Very little data on the status of the illegal removal of chicks from the wild exists (Morrison 2002). However, this could be improved by requiring owners of captive blue cranes to have their birds 'fingerprinted', for incorporation into studbook records (McCann et al. 2002), since these data could be called upon when the relationship between individuals needs to be determined to verify or refute claimed parentage of the bird in question. Microsatellite markers used for maintaining studbooks have been shown to be valuable for the conservation of the endangered whooping crane (G. americana) (lones et al. 2002). The motivation for incorporating DNA data into the studbook was not trade-related, but to provide a tool for maintaining genetic diversity within captive populations. Comprehensive pedigrees were constructed for captive populations of whooping cranes using genotypic data obtained from 11 microsatellite markers originally developed in this species (lones et al. 2002). The maintenance of genetic diversity in captive populations is difficult due to potential for inbreeding and genetic drift.
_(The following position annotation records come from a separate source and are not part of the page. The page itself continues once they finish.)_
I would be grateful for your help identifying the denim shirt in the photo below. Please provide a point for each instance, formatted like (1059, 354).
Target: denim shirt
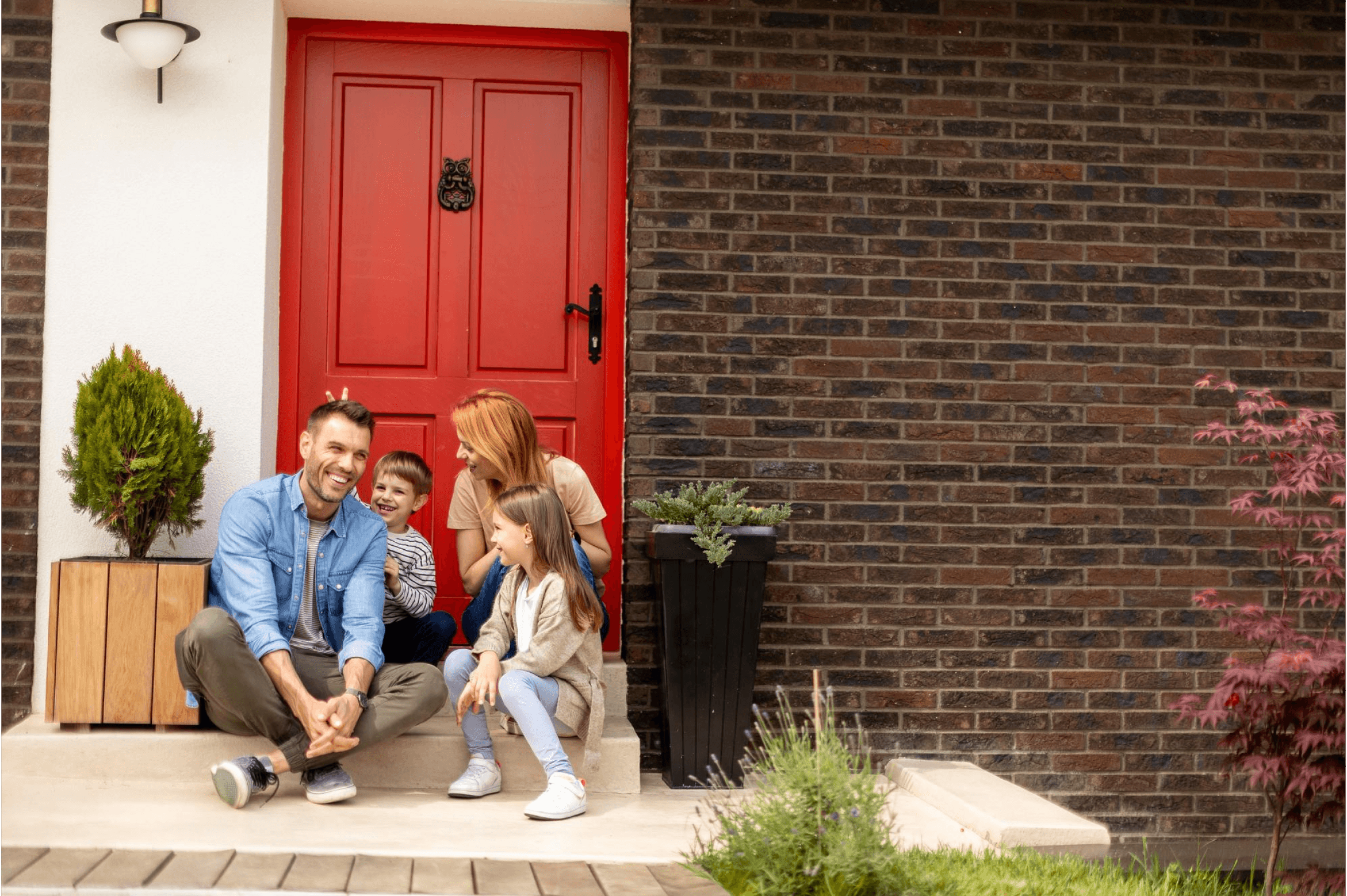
(258, 575)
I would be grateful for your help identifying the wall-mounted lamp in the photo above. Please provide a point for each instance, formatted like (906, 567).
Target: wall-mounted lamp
(151, 40)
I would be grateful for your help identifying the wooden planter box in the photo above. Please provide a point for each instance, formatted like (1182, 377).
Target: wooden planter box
(111, 630)
(709, 639)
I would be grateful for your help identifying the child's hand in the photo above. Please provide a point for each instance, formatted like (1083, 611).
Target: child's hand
(483, 685)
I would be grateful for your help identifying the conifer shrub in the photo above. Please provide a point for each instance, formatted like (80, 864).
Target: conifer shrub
(1280, 701)
(709, 508)
(139, 454)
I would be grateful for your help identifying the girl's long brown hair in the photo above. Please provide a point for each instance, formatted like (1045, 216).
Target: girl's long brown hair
(502, 430)
(541, 508)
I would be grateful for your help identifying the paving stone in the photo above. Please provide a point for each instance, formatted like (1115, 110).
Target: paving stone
(192, 871)
(627, 880)
(255, 871)
(679, 882)
(380, 875)
(566, 879)
(320, 874)
(15, 859)
(498, 878)
(442, 876)
(60, 868)
(125, 870)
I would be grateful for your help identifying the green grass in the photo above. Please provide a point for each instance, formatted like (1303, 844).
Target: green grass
(1030, 874)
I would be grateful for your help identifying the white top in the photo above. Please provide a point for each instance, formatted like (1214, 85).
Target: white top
(526, 614)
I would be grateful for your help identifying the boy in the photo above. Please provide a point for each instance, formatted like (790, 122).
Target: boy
(412, 634)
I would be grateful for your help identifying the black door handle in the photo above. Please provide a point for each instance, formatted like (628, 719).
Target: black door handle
(596, 315)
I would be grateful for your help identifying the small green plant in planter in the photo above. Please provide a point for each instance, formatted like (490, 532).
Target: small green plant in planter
(139, 454)
(710, 508)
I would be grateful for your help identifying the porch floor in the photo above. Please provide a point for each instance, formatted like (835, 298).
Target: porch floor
(631, 841)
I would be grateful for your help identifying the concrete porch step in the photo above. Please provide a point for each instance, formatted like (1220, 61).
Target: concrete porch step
(997, 810)
(427, 757)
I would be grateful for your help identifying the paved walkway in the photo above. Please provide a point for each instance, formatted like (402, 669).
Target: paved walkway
(95, 871)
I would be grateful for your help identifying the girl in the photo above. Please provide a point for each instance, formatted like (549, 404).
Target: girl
(550, 611)
(499, 448)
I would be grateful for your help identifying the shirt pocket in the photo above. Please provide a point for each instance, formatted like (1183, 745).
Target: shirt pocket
(339, 579)
(283, 573)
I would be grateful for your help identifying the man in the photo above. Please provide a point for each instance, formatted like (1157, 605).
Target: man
(290, 645)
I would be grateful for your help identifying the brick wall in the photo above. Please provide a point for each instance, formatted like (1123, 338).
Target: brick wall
(25, 89)
(942, 273)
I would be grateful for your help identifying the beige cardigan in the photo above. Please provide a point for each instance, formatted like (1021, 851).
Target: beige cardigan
(558, 650)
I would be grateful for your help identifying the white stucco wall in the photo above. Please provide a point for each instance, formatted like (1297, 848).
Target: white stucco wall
(163, 227)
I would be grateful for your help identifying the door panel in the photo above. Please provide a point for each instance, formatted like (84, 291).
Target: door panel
(411, 307)
(384, 305)
(526, 229)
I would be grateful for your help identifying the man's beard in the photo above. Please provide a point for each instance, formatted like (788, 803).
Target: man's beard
(316, 484)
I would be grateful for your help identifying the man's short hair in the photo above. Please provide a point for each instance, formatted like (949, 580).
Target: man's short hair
(406, 465)
(353, 411)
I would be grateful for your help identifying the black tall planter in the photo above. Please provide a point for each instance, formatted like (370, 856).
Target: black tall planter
(709, 637)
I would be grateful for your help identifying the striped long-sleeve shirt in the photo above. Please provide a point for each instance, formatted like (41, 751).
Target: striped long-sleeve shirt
(415, 573)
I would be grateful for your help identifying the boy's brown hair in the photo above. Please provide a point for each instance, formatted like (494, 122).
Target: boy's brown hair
(406, 465)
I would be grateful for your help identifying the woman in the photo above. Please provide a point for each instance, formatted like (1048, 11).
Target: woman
(498, 442)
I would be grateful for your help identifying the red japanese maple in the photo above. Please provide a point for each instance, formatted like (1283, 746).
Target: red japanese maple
(1281, 701)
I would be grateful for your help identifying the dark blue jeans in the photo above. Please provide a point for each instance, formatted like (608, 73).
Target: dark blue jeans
(480, 611)
(419, 641)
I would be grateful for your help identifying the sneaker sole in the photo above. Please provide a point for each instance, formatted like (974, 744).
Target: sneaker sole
(556, 817)
(454, 794)
(334, 795)
(229, 786)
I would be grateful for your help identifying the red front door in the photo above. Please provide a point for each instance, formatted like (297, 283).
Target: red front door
(412, 307)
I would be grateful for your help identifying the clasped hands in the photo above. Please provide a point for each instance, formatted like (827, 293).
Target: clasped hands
(330, 724)
(483, 685)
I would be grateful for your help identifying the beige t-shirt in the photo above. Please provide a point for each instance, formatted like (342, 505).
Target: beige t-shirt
(469, 506)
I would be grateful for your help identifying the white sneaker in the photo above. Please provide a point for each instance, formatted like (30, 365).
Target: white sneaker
(481, 778)
(564, 798)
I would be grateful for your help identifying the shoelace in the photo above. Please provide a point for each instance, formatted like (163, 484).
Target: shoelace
(263, 779)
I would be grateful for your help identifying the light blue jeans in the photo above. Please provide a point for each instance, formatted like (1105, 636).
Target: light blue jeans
(530, 698)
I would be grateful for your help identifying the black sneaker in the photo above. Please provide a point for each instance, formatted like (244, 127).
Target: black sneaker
(236, 780)
(328, 784)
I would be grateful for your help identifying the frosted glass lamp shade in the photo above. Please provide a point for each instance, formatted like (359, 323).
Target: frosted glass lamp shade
(151, 44)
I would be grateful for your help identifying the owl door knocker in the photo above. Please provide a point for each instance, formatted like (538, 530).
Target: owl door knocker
(456, 185)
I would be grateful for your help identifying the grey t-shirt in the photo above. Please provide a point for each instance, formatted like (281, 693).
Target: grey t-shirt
(309, 632)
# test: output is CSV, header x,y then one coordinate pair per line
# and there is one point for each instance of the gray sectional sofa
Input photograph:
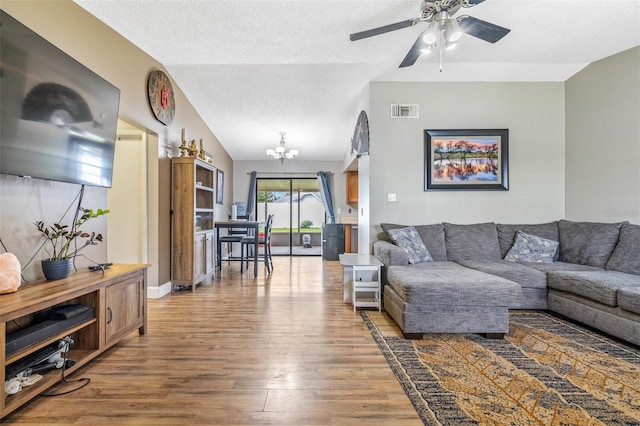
x,y
451,278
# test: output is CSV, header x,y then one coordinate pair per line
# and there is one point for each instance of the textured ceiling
x,y
253,69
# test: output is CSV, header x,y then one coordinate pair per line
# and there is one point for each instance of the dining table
x,y
251,226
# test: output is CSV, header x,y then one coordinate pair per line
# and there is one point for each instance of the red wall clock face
x,y
161,97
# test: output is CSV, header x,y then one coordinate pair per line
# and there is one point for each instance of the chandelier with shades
x,y
280,153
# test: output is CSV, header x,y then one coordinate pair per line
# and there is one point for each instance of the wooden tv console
x,y
118,297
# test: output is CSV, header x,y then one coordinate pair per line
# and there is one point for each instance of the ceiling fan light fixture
x,y
430,36
452,30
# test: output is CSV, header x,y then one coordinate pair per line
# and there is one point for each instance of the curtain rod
x,y
287,173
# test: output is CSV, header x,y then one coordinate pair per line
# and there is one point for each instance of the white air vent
x,y
405,111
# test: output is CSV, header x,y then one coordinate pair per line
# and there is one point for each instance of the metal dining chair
x,y
264,240
234,235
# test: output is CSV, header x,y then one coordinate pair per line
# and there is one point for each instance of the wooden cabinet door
x,y
352,187
210,252
124,306
200,258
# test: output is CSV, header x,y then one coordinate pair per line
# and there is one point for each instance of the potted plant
x,y
61,245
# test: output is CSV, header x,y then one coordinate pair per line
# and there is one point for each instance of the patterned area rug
x,y
546,371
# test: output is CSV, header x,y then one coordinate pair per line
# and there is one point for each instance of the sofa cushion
x,y
507,233
525,276
475,242
629,299
600,286
626,255
531,248
587,243
408,239
432,236
446,283
560,266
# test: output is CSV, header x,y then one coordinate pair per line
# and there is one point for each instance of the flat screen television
x,y
58,118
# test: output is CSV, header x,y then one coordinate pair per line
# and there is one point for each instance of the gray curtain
x,y
324,180
251,201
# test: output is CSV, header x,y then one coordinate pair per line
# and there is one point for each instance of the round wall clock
x,y
161,97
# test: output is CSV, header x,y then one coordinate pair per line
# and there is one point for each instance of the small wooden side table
x,y
361,284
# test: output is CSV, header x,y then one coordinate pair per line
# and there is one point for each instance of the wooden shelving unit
x,y
115,317
192,222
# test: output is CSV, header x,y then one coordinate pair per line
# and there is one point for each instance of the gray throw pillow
x,y
432,236
531,248
409,240
626,255
477,241
587,243
507,233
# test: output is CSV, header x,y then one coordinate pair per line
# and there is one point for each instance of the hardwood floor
x,y
280,349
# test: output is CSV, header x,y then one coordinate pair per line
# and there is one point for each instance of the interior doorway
x,y
127,198
298,214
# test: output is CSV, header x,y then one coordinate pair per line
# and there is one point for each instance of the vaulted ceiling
x,y
253,69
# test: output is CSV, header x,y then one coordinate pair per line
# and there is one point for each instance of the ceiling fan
x,y
444,29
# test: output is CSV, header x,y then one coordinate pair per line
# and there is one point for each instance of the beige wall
x,y
534,115
603,140
95,45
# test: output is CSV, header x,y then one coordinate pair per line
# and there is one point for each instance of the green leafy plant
x,y
61,239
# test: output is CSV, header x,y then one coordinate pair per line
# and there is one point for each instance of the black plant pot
x,y
56,269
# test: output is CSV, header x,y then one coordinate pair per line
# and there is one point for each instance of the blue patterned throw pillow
x,y
409,240
531,248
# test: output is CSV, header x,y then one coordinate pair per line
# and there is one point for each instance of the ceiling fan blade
x,y
414,52
381,30
482,29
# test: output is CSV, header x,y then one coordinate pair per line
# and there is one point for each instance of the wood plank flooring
x,y
280,349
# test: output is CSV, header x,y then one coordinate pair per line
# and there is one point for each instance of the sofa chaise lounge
x,y
471,275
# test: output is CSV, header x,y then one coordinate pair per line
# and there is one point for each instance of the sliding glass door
x,y
297,211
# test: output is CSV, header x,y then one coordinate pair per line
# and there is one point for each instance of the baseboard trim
x,y
160,291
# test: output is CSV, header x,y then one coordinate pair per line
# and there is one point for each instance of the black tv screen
x,y
58,118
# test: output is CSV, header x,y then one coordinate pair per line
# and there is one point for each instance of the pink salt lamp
x,y
9,273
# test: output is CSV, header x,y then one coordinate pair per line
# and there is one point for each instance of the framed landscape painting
x,y
466,159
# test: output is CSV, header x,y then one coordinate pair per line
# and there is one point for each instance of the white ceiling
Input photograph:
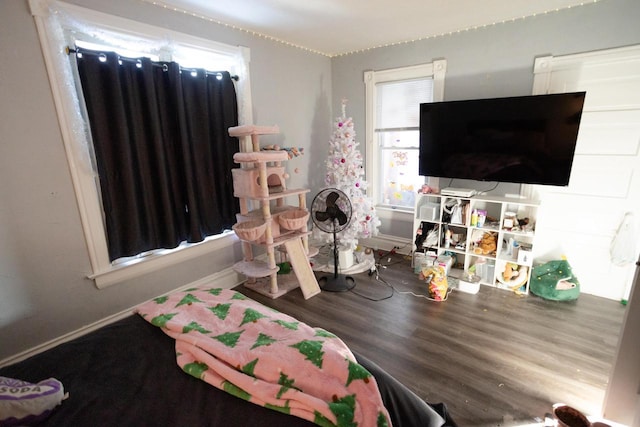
x,y
335,27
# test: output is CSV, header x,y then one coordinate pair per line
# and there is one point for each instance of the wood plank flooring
x,y
495,358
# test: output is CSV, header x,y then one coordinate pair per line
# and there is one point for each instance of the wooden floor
x,y
495,358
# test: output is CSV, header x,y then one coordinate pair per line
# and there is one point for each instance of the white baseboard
x,y
226,279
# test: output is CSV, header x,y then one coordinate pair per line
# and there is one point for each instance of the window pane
x,y
399,178
398,103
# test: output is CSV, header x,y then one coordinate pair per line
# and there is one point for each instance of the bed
x,y
126,374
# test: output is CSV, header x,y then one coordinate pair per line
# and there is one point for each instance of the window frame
x,y
76,138
436,70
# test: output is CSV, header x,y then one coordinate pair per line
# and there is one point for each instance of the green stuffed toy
x,y
554,280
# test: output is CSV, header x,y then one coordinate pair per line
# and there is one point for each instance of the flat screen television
x,y
523,139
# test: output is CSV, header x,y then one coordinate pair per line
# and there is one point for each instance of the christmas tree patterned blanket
x,y
267,357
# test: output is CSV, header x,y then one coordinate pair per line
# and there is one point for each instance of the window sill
x,y
130,269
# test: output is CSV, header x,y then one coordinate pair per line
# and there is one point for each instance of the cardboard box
x,y
429,211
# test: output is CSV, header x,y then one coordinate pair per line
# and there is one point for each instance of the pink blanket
x,y
267,357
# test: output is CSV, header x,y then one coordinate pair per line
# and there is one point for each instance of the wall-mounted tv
x,y
524,139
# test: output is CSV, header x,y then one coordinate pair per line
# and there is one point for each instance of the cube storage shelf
x,y
491,237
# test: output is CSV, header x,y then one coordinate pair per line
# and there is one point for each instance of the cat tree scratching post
x,y
262,178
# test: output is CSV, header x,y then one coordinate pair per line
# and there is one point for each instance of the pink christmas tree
x,y
345,172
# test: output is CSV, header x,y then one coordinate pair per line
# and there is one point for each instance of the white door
x,y
581,221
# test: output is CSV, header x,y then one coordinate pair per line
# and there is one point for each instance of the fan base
x,y
337,283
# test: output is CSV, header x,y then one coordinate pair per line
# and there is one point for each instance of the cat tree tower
x,y
265,221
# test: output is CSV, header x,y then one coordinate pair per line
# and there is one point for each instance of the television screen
x,y
525,139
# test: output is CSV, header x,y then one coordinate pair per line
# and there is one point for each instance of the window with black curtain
x,y
162,149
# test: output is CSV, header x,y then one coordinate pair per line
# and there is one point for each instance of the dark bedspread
x,y
125,374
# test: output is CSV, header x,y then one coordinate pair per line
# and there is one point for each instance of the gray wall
x,y
44,292
490,62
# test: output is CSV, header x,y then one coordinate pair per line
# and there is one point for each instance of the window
x,y
393,98
60,24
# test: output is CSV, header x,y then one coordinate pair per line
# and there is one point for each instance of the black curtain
x,y
163,152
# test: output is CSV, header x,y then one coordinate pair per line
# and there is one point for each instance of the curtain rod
x,y
68,50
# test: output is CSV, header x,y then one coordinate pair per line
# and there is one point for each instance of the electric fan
x,y
331,212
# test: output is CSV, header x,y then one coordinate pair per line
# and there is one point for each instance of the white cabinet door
x,y
580,221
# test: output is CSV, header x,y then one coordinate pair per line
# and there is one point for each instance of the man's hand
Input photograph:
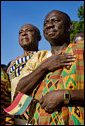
x,y
58,61
52,101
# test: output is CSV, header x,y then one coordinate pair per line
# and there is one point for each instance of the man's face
x,y
27,35
54,26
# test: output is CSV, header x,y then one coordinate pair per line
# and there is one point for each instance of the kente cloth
x,y
19,105
16,70
5,99
15,73
70,78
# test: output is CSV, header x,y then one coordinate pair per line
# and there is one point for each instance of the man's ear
x,y
71,27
An understanding of the relationship between individuals can allow for selective mating of genetically different individuals to produce

offspring with levels of heterozygosity greater than those of the founder population. This will boost the populations gene diversity (Jones et al. 2002). Increased gene diversity is especially advantageous as it allows for the selection of genes to assist adaptation to novel environmental conditions (such as the presence of new diseases) in future generations (Frankhamet al. 2002).Ultimately,it can assist in reducing the captive population's risk of extinction. Blue crane captive populations could benefit in a similar manner by including genetic data into studbooks to assess the most advantageous breeding strategies.